[3/5] pseries: Create device hotplug entry point

Nathan Fontenot nfont at linux.vnet.ibm.com
Thu Sep 18 05:15:04 EST 2014


On 09/17/2014 02:07 AM, Michael Ellerman wrote:
> 
> On Mon, 2014-09-15 at 15:31 -0500, Nathan Fontenot wrote:
>> For pseries system the kernel will be notified of hotplug requests in
>> the form of rtas hotplug events. 
> 
> Can you flesh that design out a bit for me, I don't entirely get how it's going
> to work.
> 
> The kernel gets the rtas hotplug events (in rtasd.c) and spits them out to
> userspace, which then writes them back in ?
> 
>> This patch creates a common routine that can handle these requests in both
>> the PowerVM anbd PowerKVM environments, handle_dlpar_errorlog(). This also
>                 ^
>> creates the initial memory hotplug request handling stub.
>>
>> For PowerVM this patch also creates a new /proc file that the drmgr
>> command will use to write rtas hotplug events to.
> 
> Why is this different between phyp and KVM?
> 
>> For future PowerKVM handling the rtas check-exception code can pass
>> any rtas hotplug events received to handle_dlpar_errorlog().
> 
> Internally to the kernel you mean?
> 

Perhaps a better explanation of how things work today and where I see
them going is needed. I was trying to avoid a long explanation and I
don't think my shortened explanation worked. I'll include this in v2
of the patchset too.

The current hotplug (or dlpar) of devices (the process is generally the
same for memory, cpu, and pci) on PowerVM systems is initiated
from the HMC, which communicates the request to the partitions through
the RSCT framework.
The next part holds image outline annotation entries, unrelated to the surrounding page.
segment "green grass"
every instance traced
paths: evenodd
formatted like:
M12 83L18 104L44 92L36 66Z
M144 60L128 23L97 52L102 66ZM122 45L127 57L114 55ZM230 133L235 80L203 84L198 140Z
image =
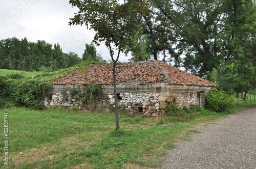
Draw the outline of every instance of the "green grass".
M251 105L255 102L249 102ZM234 107L248 106L240 103ZM236 108L233 109L234 111ZM114 129L114 114L36 110L13 107L8 114L8 165L3 168L149 168L161 165L161 157L181 139L189 140L195 127L223 114L189 113L182 122L172 117L134 118L121 116L120 129ZM0 133L4 133L3 122ZM3 134L0 154L5 151ZM1 158L4 158L1 155Z
M32 76L42 74L40 72L27 72L16 70L8 70L0 69L0 75L20 74L24 76Z

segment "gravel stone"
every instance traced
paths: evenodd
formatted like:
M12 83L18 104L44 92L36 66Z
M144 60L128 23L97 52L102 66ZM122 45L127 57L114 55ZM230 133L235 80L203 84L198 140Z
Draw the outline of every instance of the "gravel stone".
M256 168L256 106L196 130L158 168Z

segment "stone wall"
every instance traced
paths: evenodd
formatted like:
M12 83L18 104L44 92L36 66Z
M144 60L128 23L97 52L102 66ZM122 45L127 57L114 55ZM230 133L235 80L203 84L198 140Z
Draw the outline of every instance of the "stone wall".
M69 89L76 88L81 90L81 86L55 86L51 98L46 98L46 106L62 106L71 108L86 109L87 105L81 105L81 102L71 98ZM103 92L107 95L108 100L102 100L91 110L96 110L104 105L107 108L110 104L114 106L115 99L113 87L102 86ZM197 96L200 95L200 106L204 104L204 93L211 88L183 86L167 86L163 84L138 86L119 85L117 86L119 106L130 110L131 113L139 112L144 116L159 116L169 104L175 104L181 108L197 104ZM89 107L92 108L92 107Z

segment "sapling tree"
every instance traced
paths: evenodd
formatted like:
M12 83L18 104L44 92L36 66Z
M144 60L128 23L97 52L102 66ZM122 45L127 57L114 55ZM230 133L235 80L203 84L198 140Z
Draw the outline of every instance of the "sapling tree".
M131 45L130 36L140 34L141 18L146 8L145 0L70 0L79 11L70 18L70 25L85 25L96 32L93 42L103 42L113 61L116 129L119 129L116 65L121 52ZM117 54L115 54L115 51Z

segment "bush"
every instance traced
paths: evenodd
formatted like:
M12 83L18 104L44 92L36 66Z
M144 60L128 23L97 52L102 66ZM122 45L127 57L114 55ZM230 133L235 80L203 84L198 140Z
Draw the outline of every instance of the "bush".
M233 99L223 91L215 89L205 95L205 109L211 111L226 110L233 105Z
M166 112L168 116L176 117L178 118L183 117L186 114L184 110L178 107L175 104L170 104L168 107Z

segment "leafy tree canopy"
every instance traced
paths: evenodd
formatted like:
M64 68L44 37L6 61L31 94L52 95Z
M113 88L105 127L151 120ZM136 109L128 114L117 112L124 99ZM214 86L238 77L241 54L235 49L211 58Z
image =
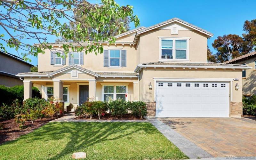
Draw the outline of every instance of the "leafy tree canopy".
M76 46L63 44L66 54L70 48L97 54L102 53L103 47L95 43L114 43L113 36L125 30L124 21L133 22L135 27L139 24L132 6L121 6L114 0L102 0L98 4L84 0L0 0L0 27L5 31L0 35L0 39L10 48L25 52L23 58L26 60L30 60L28 55L37 56L46 49L53 49L48 44L48 36L77 42ZM106 33L109 31L113 31ZM30 44L31 39L36 40L38 44ZM6 51L2 43L0 47Z

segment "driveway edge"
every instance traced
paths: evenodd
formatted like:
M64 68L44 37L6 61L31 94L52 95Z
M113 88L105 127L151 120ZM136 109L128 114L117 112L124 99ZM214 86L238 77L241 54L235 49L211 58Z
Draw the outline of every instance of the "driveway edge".
M213 157L210 154L156 118L148 118L147 119L190 159Z

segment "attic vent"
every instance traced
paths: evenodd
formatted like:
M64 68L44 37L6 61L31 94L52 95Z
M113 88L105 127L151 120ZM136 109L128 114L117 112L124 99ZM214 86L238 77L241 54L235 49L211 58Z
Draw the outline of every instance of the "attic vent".
M71 76L72 77L76 77L77 76L77 71L76 70L73 70L72 71L72 75Z
M173 27L172 28L172 33L177 33L178 32L177 31L177 27Z

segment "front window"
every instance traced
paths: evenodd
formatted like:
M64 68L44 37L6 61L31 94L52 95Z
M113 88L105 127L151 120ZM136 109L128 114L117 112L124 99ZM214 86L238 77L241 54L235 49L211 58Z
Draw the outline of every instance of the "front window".
M53 87L47 87L46 94L47 94L47 97L48 98L53 96Z
M116 99L120 99L124 100L125 100L126 86L117 85L116 86Z
M246 65L246 64L243 64L242 65ZM245 70L243 70L242 71L242 77L246 77L246 71Z
M54 54L55 64L61 64L61 58L58 56L56 53Z
M104 101L108 101L111 99L115 100L121 99L126 100L125 94L127 86L126 85L104 85L103 86L103 96Z
M73 53L73 64L79 64L79 55L78 52L74 52Z
M172 40L162 40L162 58L172 59Z
M120 66L120 50L110 50L109 55L110 67Z
M103 86L104 101L108 101L110 99L114 100L114 86L113 85L105 85Z
M68 87L63 87L63 100L64 102L68 102Z
M187 40L175 40L175 52L176 59L187 59Z

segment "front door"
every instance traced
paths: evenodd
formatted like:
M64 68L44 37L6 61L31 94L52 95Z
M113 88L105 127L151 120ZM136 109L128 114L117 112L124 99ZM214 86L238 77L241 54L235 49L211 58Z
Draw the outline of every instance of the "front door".
M89 95L89 86L79 85L79 104L80 105L87 100Z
The RSCT framework then invokes the drmgr command.
The drmgr command performs the hotplug operation by doing some pieces,
such as most of the rtas calls and device tree parsing, in userspace
and make requests to the kernel to online/offline the device, update the
device tree and add/remove the device.

For PowerKVM the approach is to follow what is currently being done for
pci hotplug. A hotplug request is initiated from the host. QEMU then
sends an EPOW interrupt to the guest which causes the guest to make the
rtas,check-exception call. In QEMU, the rtas,check-exception call
returns a rtas hotplug event to the guest. I was using this same framework
to also enable memory (and next cpu) hotplug.
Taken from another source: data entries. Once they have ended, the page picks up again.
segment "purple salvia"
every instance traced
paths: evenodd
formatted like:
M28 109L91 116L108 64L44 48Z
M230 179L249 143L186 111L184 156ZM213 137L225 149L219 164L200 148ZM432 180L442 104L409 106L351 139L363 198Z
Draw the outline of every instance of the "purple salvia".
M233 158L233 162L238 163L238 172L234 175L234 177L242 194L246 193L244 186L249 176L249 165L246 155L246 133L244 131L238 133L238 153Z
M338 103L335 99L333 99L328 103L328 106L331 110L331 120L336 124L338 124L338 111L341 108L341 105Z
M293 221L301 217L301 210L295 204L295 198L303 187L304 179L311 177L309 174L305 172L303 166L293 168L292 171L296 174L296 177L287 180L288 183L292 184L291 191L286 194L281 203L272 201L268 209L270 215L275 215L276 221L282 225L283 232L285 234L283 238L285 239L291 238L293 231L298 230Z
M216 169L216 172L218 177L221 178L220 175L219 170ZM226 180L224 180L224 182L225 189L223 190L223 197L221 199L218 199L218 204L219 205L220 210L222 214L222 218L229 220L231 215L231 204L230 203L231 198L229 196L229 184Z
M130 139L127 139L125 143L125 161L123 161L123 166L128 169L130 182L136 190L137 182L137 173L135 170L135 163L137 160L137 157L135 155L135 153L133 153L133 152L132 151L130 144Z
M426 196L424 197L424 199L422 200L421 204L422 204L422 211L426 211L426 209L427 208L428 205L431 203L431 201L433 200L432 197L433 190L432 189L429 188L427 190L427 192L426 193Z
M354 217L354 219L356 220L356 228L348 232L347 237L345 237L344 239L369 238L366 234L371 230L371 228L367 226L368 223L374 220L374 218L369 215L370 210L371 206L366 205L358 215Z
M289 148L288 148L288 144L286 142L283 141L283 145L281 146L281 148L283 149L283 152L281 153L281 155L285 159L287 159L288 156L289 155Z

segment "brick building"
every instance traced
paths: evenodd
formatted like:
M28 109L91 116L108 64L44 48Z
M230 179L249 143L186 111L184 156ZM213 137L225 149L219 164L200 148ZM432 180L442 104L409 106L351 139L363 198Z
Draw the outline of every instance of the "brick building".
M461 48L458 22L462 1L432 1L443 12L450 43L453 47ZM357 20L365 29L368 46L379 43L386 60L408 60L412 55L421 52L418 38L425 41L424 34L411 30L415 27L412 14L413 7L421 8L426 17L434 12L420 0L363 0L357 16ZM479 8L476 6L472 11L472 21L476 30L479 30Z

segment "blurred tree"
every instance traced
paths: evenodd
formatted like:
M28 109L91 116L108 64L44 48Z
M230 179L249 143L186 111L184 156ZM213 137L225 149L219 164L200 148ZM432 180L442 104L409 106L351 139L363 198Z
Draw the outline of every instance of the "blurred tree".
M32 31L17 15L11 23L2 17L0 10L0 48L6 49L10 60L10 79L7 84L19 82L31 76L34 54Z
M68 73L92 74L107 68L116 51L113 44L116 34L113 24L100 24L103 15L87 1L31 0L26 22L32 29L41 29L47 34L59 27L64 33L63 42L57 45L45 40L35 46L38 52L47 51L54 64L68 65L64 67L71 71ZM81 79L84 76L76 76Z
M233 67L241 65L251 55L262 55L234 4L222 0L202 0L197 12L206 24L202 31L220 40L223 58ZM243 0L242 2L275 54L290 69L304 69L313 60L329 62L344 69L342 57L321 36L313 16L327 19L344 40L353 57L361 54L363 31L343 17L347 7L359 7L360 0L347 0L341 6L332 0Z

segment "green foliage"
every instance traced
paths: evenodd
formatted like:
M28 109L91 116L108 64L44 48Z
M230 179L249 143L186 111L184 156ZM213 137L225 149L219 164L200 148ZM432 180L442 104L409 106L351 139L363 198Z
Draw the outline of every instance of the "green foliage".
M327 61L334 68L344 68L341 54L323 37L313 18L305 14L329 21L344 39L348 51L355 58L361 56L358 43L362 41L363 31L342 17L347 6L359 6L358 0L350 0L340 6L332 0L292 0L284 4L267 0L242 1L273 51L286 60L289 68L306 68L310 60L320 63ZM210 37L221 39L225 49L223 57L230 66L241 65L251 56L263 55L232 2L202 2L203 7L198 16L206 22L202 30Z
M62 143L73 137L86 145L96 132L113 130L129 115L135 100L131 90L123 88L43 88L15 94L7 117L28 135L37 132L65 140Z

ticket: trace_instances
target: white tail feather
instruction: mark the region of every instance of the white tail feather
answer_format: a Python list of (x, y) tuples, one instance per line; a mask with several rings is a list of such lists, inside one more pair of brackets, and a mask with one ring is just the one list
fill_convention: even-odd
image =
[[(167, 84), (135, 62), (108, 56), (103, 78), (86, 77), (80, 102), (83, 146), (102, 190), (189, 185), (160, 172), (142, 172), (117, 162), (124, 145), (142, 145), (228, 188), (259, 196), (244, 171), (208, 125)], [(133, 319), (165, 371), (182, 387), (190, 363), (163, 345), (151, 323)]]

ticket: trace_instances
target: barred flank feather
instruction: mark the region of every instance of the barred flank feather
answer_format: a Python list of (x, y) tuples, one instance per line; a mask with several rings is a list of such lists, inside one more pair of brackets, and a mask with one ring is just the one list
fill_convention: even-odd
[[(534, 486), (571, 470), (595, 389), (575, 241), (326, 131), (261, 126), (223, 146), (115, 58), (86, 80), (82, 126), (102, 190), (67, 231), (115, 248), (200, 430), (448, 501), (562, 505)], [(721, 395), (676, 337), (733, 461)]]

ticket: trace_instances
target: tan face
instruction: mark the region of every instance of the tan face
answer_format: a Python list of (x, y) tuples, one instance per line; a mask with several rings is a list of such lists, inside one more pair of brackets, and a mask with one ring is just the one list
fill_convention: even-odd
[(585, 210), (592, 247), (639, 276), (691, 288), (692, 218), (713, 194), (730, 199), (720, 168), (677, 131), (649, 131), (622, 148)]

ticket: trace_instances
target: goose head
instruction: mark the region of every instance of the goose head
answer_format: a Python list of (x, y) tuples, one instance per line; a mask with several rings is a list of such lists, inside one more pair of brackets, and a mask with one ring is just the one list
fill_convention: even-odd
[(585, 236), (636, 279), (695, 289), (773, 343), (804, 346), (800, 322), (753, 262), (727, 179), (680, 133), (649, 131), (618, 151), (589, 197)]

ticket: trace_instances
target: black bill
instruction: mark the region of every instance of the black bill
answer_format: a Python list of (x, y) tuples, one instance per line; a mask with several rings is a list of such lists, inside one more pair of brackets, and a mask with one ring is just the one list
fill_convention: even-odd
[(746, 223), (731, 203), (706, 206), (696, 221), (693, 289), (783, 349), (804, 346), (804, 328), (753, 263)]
You are correct that the current pci hotplug path for PowerKVM involves
the kernel receiving the rtas event, passing it to rtas_errd in userspace,
and having rtas_errd invoke drmgr. The drmgr command then handles the request
as described above for PowerVM systems.

There is no need for this circuitous route, we should just handle the entire
hotplug of devices in the kernel. What I am hoping to do is to enable this
by moving the code to handle hotplug from drmgr into the kernel and 
provide a single path for handling hotplug for PowerVM and PowerKVM. To
make this work for PowerKVM we will update the kernel rtas code to
recognize rtas hotplug events returned from rtas,check-exception calls
and call handle_dlpar_errorlog(). The hotplug rtas event is never sent out
to userspace.

For PowerVM systems, I created the /proc/powerpc/dlpar file that a rtas
hotplug event can be written to and passed to handle_dlpar_errorlog().
There is no chance of updating how we receive hotplug requests on PowerVM
systems.

Hopefully that explains the design better.
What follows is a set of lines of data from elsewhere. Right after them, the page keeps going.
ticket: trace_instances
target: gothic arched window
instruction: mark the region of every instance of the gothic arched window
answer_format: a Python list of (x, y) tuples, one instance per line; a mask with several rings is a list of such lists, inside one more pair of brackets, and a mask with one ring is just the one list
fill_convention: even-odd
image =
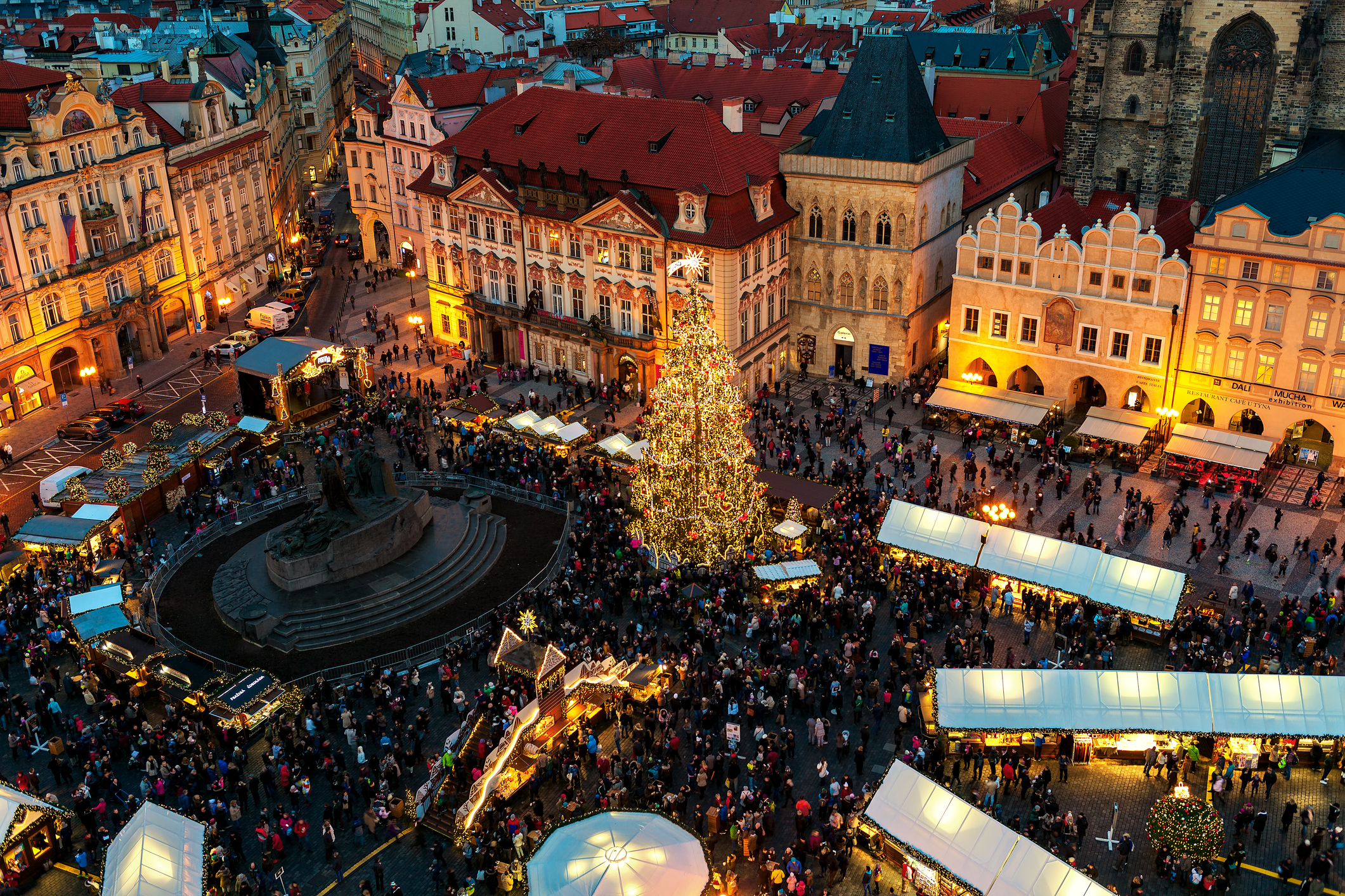
[(1244, 16), (1224, 28), (1209, 54), (1208, 73), (1198, 193), (1200, 201), (1212, 206), (1260, 171), (1275, 86), (1275, 42), (1260, 19)]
>> diff --git a/arch/powerpc/platforms/pseries/dlpar.c b/arch/powerpc/platforms/pseries/dlpar.c
>> index a2450b8..574ec73 100644
>> --- a/arch/powerpc/platforms/pseries/dlpar.c
>> +++ b/arch/powerpc/platforms/pseries/dlpar.c
>> @@ -16,7 +16,9 @@
>>  #include <linux/cpu.h>
>>  #include <linux/slab.h>
>>  #include <linux/of.h>
>> +#include <linux/proc_fs.h>
>>  #include "offline_states.h"
>> +#include "pseries.h"
>>  
>>  #include <asm/prom.h>
>>  #include <asm/machdep.h>
>> @@ -530,13 +532,72 @@ static ssize_t dlpar_cpu_release(const char *buf, size_t count)
>>  	return count;
>>  }
>>  
>> +#endif /* CONFIG_ARCH_CPU_PROBE_RELEASE */
> 
> That is really confusing, but I think it's just a diff artifact?

Yes, diff artifact.

> 
>> +static int handle_dlpar_errorlog(struct rtas_error_log *error_log)
>> +{
>> +	struct pseries_errorlog *pseries_log;
>> +	struct pseries_hp_errorlog *hp_elog;
>> +	int rc = -EINVAL;
>> +
>> +	pseries_log = get_pseries_errorlog(error_log,
>> +					   PSERIES_ELOG_SECT_ID_HOTPLUG);
>> +	if (!pseries_log)
>> +		return rc;
>> +
>> +	hp_elog = (struct pseries_hp_errorlog *)pseries_log->data;
>> +	if (!hp_elog)
>> +		return rc;
> 
> I don't see how that can happen?
> 
> struct pseries_errorlog {
> 	__be16 id;			/* 0x00 2-byte ASCII section ID	*/
> 	__be16 length;			/* 0x02 Section length in bytes	*/
> 	uint8_t version;		/* 0x04 Section version		*/
> 	uint8_t subtype;		/* 0x05 Section subtype		*/
> 	__be16 creator_component;	/* 0x06 Creator component ID	*/
> 	uint8_t data[];			/* 0x08 Start of section data	*/
> };
> 
> Should you be checking for length == 0 instead ?
>

You are correct.
 
> Also I think the code will probably end up cleaner if you do the endian
> conversions immediately when you read the hp_elog, rather than passing it
> around in BE and having to remember to convert at all the usages.
> 

Agreed. I'll clean that up.

>> +	switch (hp_elog->resource) {
>> +	case PSERIES_HP_ELOG_RESOURCE_MEM:
>> +		rc = dlpar_memory(hp_elog);
>> +		break;
> 
> Please add:
> 
>   default:
> 	pr_warn_ratelimited("Unknown resource ..")
> 
> Or something.

can do.

> 
> 
>> +	}
>> +
>> +	return rc;
>> +}
>> +
>> +static ssize_t dlpar_write(struct file *file, const char __user *buf,
>> +			   size_t count, loff_t *offset)
>> +{
>> +	char *event_buf;
>> +	int rc;
>> +
>> +	event_buf = kmalloc(count + 1, GFP_KERNEL);
> 
> Why + 1 ? It's not null-terminated AFAICS.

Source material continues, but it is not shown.